Chinese aid helps Myanmar refugees
Half a million Rohingyas flee country due to fresh violence
A Rohingya refugee girl queues to receive food at a camp near Teknaf, Bangladesh, on Thursday. JORGE SILVA/REUTERS |
DHAKA - Habiba narrowly escaped violence in Myanmar and managed to flee to Bangladesh, leaving all of her belongings behind in her motherland.

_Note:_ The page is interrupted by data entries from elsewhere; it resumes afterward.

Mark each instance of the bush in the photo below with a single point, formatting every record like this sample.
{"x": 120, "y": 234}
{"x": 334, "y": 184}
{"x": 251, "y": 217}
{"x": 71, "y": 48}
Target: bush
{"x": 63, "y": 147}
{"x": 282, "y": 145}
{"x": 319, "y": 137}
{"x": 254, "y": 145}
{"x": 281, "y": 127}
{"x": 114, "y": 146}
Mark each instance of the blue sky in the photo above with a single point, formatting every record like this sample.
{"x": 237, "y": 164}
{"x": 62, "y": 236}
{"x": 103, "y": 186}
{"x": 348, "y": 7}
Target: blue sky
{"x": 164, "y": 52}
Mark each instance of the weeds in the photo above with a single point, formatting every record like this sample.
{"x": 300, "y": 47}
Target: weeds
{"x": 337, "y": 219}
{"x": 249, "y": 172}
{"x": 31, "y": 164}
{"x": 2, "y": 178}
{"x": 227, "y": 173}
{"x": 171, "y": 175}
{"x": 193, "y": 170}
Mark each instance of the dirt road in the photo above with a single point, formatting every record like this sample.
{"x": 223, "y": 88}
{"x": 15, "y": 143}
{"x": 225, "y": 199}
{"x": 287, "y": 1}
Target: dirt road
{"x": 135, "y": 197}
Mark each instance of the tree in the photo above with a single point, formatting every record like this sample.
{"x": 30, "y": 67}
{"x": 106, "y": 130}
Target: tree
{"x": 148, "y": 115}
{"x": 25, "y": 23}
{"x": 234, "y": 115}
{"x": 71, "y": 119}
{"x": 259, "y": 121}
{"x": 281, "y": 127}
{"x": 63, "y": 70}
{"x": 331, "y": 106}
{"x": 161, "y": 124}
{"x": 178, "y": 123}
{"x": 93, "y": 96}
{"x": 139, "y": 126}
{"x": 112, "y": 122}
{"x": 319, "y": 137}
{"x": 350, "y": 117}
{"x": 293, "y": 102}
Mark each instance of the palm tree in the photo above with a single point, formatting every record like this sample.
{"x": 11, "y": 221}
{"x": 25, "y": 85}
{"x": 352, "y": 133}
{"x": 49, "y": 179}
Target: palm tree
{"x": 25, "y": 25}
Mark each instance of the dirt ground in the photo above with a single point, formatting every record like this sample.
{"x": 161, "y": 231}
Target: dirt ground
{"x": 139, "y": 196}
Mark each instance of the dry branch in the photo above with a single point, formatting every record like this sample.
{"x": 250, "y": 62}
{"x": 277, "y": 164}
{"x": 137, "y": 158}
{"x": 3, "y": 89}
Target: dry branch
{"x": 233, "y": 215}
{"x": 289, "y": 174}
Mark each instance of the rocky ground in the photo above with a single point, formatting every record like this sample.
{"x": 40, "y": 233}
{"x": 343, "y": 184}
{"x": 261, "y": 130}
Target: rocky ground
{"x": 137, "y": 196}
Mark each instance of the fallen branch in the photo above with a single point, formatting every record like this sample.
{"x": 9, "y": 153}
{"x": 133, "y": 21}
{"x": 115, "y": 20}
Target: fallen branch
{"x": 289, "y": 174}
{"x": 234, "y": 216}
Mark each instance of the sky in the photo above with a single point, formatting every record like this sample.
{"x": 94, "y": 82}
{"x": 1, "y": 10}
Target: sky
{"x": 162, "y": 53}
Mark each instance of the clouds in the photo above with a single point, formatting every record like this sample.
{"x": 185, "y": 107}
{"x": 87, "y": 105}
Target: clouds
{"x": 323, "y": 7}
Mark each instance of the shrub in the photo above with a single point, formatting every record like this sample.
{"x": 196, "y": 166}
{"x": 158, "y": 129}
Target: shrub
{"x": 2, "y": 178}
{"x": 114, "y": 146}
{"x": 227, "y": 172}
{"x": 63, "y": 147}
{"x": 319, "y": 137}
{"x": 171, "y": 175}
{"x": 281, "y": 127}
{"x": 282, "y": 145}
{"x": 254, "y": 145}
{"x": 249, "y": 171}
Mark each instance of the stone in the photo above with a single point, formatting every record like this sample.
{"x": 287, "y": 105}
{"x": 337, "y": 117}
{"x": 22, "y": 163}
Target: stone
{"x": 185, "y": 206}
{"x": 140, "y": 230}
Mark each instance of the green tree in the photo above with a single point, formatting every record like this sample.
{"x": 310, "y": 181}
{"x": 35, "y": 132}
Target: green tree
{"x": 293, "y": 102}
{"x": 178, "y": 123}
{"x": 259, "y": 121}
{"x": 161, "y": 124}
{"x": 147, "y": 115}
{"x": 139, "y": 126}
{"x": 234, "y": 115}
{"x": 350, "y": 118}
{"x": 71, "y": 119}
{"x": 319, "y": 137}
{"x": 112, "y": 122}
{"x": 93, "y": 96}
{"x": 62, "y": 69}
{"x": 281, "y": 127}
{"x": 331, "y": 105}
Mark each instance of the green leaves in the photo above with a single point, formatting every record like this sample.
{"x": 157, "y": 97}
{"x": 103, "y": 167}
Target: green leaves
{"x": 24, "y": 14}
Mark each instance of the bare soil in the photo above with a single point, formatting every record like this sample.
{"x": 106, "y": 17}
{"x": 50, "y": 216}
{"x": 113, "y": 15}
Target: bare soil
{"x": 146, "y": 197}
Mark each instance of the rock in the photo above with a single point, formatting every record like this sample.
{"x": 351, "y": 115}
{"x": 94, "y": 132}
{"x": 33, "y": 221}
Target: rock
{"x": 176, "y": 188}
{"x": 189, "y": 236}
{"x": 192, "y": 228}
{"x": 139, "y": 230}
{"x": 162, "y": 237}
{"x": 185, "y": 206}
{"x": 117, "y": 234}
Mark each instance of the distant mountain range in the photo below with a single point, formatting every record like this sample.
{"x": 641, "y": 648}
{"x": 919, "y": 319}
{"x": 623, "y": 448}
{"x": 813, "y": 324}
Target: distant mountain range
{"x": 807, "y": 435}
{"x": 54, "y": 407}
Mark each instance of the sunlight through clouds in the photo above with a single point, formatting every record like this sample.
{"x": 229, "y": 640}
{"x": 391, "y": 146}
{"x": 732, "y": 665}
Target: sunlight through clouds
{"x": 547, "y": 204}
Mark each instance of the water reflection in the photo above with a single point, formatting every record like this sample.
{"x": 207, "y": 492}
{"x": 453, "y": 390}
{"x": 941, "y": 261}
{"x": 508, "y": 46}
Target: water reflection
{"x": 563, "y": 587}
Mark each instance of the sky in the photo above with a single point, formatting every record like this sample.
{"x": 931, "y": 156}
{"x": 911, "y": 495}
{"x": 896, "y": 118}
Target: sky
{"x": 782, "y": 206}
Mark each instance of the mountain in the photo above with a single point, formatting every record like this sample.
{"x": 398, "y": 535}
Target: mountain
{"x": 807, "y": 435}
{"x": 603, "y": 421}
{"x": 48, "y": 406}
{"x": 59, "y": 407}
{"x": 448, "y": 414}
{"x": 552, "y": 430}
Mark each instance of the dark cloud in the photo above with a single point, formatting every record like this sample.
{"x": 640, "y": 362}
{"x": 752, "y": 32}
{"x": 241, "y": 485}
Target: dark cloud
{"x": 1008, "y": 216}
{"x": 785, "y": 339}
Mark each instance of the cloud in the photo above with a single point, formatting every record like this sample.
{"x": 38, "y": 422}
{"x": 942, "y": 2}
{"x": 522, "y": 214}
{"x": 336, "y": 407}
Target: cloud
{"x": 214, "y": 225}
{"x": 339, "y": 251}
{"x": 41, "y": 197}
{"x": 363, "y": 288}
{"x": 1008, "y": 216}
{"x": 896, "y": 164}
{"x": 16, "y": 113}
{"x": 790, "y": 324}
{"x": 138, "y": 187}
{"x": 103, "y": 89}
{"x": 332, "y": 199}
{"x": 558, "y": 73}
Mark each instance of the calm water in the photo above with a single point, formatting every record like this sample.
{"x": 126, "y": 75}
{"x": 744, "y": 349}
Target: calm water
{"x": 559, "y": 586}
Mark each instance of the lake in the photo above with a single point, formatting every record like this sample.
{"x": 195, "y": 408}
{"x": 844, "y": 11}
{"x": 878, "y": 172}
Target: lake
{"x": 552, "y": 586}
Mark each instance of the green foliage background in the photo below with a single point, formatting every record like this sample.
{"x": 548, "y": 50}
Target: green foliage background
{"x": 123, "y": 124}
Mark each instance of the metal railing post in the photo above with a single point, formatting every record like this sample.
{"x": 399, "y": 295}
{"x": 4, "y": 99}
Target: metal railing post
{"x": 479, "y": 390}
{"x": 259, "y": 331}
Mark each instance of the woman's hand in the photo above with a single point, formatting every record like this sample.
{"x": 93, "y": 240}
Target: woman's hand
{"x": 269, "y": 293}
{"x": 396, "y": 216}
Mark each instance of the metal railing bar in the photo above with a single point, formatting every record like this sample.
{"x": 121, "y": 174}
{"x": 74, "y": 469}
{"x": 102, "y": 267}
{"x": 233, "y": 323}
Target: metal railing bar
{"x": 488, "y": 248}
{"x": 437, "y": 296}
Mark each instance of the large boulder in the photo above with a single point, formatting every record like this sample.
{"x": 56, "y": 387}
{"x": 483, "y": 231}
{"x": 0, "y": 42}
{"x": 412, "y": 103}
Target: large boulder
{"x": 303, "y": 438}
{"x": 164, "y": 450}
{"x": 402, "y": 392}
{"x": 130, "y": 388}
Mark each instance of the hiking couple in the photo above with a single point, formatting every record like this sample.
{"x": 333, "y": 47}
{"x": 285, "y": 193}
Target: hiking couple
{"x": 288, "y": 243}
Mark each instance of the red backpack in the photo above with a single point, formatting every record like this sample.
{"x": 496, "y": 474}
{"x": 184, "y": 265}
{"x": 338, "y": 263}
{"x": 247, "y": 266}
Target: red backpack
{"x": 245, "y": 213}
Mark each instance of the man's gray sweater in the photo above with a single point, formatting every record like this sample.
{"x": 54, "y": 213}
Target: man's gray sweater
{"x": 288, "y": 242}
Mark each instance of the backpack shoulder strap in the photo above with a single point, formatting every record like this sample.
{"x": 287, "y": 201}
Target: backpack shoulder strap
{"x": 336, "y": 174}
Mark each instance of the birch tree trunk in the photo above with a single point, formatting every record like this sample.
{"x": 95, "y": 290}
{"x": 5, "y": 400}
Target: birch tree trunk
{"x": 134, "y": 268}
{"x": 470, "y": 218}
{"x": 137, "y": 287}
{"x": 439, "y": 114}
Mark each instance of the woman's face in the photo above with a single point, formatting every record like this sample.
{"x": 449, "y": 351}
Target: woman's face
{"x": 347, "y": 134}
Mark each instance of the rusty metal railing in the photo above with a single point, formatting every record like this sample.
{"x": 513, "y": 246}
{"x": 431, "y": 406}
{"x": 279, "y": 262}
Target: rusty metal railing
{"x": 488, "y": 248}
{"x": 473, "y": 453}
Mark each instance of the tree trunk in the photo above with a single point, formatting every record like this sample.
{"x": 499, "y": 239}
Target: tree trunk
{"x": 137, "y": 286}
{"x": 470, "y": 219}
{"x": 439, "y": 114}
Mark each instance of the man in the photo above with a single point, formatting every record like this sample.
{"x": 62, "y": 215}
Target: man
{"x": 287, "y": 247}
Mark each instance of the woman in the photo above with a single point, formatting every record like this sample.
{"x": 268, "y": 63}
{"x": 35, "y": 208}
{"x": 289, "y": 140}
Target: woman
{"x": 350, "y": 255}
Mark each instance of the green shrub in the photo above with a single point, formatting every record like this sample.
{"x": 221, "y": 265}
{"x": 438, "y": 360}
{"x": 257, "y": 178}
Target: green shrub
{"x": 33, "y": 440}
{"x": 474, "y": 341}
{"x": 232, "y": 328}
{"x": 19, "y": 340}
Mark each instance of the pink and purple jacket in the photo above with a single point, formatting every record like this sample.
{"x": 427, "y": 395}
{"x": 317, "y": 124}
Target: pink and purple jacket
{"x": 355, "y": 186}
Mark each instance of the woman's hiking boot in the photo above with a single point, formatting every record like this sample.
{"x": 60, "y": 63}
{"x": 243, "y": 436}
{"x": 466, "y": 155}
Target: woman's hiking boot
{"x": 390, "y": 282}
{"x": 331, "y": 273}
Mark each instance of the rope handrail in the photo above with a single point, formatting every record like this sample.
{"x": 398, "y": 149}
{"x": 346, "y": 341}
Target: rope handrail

She left her home in a village in the violence-ridden district of Rakhine, in western Myanmar, which borders Bangladesh, on Sept 30, after her husband was killed along with scores of others.
Habiba, who uses a single name, is one of more than half a million Rohingya who have fled to Bangladesh after fresh violence erupted in August.
After coming to Bangladesh, Habiba said she and her children have been surviving under the open skies.
She said that even in torrential rain, she could not find a place to keep her children from getting drenched.
Habiba and her children's suffering, however, has been eased as she is one of the thousands of refugees to receive the vital relief tents sent by China for the Rohingya last week.
With support from Bangladesh Army personnel, Habiba's tent has already been set up in a camp in Cox's Bazar district near the border.
An exhausted Habiba, while resting in her tent in the Cox's Bazar refugee camp recently, said how relieved she was.
"We're doing so much better since we received the relief tent from China. Thankfully, we'll no longer get soaked by the rain and are far happier," she said.
"The tent from China has become a wonderful new home for us."
Rama Khatun is another lucky woman who was allocated a Chinese relief tent.
Khatun, who came to Bangladesh from the violence-plagued Rakhine state, said life had been tough for the past couple of days, but things had changed for the better.
"Now we have got a tent. The Chinese tents are very big and we can all live comfortably, my children included, which feels great," she said.
Officials said hundreds of tents have already been built at a new refugee camp in the Cox's Bazar district.
The Chinese relief tents will be able to accommodate tens of thousands of people, the officials said.
Military personnel have been busy putting up the Chinese tents and extending relief efforts to the Rohingyas.
China last week also sent vital relief materials for the Rohingya. A second Chinese cargo plane carrying relief supplies for the Rohingya refugees arrived in Bangladesh's southeastern Chittagong region on Thursday. This followed the first shipment which arrived from China on Oct 4.
The relief supplies included about 2,000 tents and 3,000 blankets.
Extremists launched fresh attacks on police outposts in Myanmar's Rakhine state on Aug 25, displacing residents from a number of areas in the Maungtaw district, to border areas with Bangladesh.